Reconnection triggers filament reconfiguration and partial eruption.

Plasmoid formation occurs at the reconnection site.

Emerging magnetic field parameters influence eruption likelihood.

Abstract

Both observations and simulations suggest that the solar filament eruption is closely related to magnetic flux emergence. It is thought that the eruption is triggered by magnetic reconnection between the filament and the emerging flux. However, the details of such a reconnection are rarely presented. In this study, we report the detailed reconnection between a filament and its nearby emerging fields, that led to the reconfiguration and subsequent partial eruption of the filament located over the polarity inversion line of active region 12816. Before the reconnection, we observed repeated brightenings in the filament at a location that overlies a site of magnetic flux cancellation.
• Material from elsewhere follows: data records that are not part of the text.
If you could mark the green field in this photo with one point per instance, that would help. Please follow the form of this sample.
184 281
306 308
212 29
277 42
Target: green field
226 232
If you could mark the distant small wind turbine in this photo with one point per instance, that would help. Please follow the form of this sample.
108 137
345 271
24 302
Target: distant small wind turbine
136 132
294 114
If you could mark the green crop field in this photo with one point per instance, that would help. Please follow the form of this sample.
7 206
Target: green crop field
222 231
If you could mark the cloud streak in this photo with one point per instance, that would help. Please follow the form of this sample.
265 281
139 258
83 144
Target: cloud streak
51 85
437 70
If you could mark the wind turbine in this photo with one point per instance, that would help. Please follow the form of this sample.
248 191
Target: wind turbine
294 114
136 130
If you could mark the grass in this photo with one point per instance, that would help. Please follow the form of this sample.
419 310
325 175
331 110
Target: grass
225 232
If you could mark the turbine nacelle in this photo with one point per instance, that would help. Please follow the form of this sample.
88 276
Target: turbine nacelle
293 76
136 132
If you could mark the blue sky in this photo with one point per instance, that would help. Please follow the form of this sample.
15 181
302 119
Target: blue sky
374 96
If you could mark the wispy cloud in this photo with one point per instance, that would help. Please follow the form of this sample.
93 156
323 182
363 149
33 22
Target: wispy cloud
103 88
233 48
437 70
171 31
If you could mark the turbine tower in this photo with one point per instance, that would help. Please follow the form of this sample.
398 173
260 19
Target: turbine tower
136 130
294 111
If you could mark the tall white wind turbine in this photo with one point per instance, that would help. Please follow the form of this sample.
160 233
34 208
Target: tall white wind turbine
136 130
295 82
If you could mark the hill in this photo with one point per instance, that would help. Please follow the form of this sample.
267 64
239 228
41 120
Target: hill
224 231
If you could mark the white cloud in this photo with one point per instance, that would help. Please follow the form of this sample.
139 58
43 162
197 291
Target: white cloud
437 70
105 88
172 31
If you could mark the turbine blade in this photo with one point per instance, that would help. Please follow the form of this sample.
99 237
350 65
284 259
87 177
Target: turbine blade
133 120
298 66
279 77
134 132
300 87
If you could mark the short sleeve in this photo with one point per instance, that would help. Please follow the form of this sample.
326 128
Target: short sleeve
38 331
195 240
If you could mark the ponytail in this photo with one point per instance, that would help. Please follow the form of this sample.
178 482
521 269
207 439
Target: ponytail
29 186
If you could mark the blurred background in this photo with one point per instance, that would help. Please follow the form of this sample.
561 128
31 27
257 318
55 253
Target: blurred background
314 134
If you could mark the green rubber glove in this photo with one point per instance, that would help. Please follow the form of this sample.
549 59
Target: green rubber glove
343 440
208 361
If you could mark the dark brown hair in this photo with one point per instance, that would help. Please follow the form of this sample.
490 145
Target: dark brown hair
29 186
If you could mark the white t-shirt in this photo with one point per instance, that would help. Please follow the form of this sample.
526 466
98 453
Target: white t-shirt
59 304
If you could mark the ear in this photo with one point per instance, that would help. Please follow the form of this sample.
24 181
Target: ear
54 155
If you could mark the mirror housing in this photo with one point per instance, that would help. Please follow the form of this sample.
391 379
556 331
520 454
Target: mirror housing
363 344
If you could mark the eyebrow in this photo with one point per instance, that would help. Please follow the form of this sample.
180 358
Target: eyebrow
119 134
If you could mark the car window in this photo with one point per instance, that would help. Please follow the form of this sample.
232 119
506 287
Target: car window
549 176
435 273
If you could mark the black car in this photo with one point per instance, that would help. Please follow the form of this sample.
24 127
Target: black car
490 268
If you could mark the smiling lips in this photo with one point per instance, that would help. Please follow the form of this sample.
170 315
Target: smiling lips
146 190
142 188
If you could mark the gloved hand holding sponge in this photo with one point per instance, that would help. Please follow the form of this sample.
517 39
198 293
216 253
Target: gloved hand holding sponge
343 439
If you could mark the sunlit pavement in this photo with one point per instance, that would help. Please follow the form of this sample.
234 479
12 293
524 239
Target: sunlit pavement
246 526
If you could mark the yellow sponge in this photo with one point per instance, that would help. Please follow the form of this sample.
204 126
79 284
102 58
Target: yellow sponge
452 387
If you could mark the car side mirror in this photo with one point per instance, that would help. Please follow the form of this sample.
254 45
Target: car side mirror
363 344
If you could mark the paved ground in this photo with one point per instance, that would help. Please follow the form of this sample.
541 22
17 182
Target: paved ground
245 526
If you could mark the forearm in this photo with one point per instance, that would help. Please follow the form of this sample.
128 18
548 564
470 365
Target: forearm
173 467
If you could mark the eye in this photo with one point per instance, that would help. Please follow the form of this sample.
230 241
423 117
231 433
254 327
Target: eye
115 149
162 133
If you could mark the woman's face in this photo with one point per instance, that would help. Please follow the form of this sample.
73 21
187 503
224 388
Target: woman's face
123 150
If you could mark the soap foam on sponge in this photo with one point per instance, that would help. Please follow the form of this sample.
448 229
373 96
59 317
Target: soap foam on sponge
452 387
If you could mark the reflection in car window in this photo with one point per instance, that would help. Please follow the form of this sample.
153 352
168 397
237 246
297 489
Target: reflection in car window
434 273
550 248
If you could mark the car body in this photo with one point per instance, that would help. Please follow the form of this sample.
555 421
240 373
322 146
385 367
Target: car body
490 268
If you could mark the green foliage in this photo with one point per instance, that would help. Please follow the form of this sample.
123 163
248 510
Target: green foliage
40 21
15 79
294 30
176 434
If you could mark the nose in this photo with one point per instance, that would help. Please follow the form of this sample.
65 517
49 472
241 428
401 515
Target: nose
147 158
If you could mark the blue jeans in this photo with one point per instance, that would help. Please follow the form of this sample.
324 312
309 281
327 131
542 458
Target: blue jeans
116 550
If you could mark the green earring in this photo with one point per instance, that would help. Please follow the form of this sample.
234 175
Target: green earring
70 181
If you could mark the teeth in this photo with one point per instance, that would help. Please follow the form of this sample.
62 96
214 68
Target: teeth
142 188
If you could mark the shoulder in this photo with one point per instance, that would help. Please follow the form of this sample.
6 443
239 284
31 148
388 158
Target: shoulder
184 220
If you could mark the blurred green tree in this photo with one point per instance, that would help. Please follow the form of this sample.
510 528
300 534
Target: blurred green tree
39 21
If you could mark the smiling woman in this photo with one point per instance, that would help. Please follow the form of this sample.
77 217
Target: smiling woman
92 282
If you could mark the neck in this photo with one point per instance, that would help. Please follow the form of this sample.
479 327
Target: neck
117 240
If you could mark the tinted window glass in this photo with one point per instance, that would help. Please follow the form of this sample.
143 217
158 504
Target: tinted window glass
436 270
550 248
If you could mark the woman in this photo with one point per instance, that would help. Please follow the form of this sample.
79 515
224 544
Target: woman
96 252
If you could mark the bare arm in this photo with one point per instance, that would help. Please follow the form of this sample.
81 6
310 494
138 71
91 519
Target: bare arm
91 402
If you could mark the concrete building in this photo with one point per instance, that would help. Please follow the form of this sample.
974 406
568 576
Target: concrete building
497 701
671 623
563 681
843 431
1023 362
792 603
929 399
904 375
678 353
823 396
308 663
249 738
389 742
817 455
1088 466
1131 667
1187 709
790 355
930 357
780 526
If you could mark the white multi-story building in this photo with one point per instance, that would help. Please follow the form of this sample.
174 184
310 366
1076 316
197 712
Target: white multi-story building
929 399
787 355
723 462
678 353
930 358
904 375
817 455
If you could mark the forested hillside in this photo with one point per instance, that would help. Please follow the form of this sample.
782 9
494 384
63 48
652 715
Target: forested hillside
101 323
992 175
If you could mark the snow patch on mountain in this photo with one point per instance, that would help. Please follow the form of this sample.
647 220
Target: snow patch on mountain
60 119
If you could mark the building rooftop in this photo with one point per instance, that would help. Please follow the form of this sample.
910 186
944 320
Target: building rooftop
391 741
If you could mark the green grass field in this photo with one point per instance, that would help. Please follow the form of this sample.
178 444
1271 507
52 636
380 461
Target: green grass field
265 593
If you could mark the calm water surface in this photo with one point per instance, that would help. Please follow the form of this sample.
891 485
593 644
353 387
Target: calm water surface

Plasmoids form at this brightening region, and propagate bi-directionally along the filament. These indicate the tether-cutting reconnection that results in the formation and eruption of a flux rope. To the northwest of the filament, magnetic fields emerge, and reconnect with the context ones, resulting in repeated jets. Afterwards, another magnetic fields emerge near the northwestern filament endpoints, and reconnect with the filament, forming the newly reconnected filament and loops. Current sheet repeatedly occurs at the interface, with the mean temperature and emission measure of 1.7 MK and 1.1$\times$10$^{28}$ cm$^{-5}$. Plasmoids form in the current sheet, and propagate along it and further along the newly reconnected filament and loops. The newly reconnected filament then erupts, while the unreconnected filament remains stable. We propose that besides the orientation of emerging fields, some other parameters, such as the position, distance, strength, and area, are also crucial for triggering the filament eruption.